#21 Gotham Bar and Grill
Dry boat sea scallops $23
A selection of plump, seared and slightly sweet scallops served with seasonal vegetables in a brown butter foam. Plated with morsels of earthy parsnips, delicate sunchokes and small, smooth-skinned baby binje potatoes. Covered with a light spuma and garnished with fresh watercress and chives.
Black bass $35
A huge portion of flaky black bass on a bed of rich Mediterranean vegetables. Thick slices of caramelized fennel, baby Swiss chard, tart, lemon-y sorrel and delicate new potatoes. Surrounded by juicy sundried tomatoes and dressed with a rich black olive vinaigrette. And, of course, suffused with plenty of olive oil. While enjoyable, the intense tomatoes overpowered the dish, overwhelming the delicate flavors of the chard and sorrel. Instead, it tasted like a simple Provençal fish dish, leaving little room for the meaty bass to speak for itself.
Free range chicken $34
This sizeable piece of tender chicken was served with a rich sauce, hearty vegetables and a generous amount of Israeli couscous. The moist chicken was plated on a bed of braised artichokes, fava beans, truffle-y hen of the woods mushrooms and a starchy couscous. Infused with tart preserved lemon and accented with a light, spiced yoghurt sauce for balance and flavor. Topped off with a small handful of crisp frisee lettuce.

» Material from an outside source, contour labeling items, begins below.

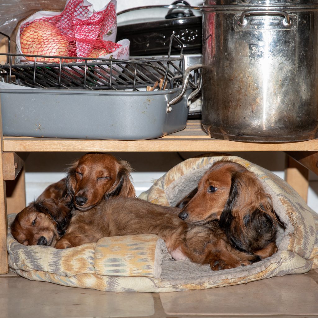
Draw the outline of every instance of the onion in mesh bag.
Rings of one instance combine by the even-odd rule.
[[[25,27],[20,34],[21,50],[23,54],[40,55],[69,56],[70,43],[56,26],[49,22],[35,21]],[[29,61],[34,58],[28,57]],[[58,59],[38,58],[37,61],[59,63]],[[72,60],[62,59],[62,62]]]

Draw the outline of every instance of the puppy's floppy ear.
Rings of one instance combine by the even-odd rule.
[[[111,197],[136,197],[135,188],[131,181],[130,165],[124,160],[120,160],[119,169],[115,183],[110,190],[105,194],[105,198]]]
[[[64,198],[56,202],[53,199],[43,199],[34,201],[34,207],[39,212],[49,214],[56,222],[61,222],[69,216],[71,209],[69,200]]]
[[[232,246],[242,251],[261,249],[275,239],[277,219],[271,196],[248,171],[233,174],[219,223]]]
[[[237,204],[237,201],[240,187],[238,178],[235,174],[232,176],[229,197],[220,217],[219,225],[225,232],[233,247],[242,252],[246,252],[242,243],[236,237],[236,233],[232,232],[233,223],[235,218],[233,216],[232,211],[233,207]]]
[[[67,196],[71,199],[71,202],[73,201],[73,198],[76,186],[76,179],[75,177],[75,173],[78,163],[78,161],[77,161],[69,168],[66,178]]]
[[[33,204],[40,212],[48,214],[56,223],[57,231],[60,236],[65,233],[72,217],[69,207],[69,199],[62,198],[57,202],[53,199],[45,199],[35,201]]]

Gotham chocolate cake, served warm with seasonal ice cream $13
This light and crumbly chocolate cake is a Gotham Bar and Grill classic. Served warm, it’s moist and fluffy, coursing with intense hits of rich chocolate. Served with a quenelle of cool, seasonal, vanilla ice cream on a bed of crumbled chocolate and plated with a swipe of thick chocolate sauce. Tasty but also a bit dated. Plus, we felt that it could have been bigger.
While highly rated, Chef Alfred Portale’s Gotham Bar and Grill has been around for over two decades now and, as far as the menu goes, it seems to show. The well-executed dishes are tasty but somewhat unimaginative, taking classic ingredients and blending them to create standard and well known flavors. The black bass, for instance, relied far too heavily on the sweet punch of the sundried tomatoes.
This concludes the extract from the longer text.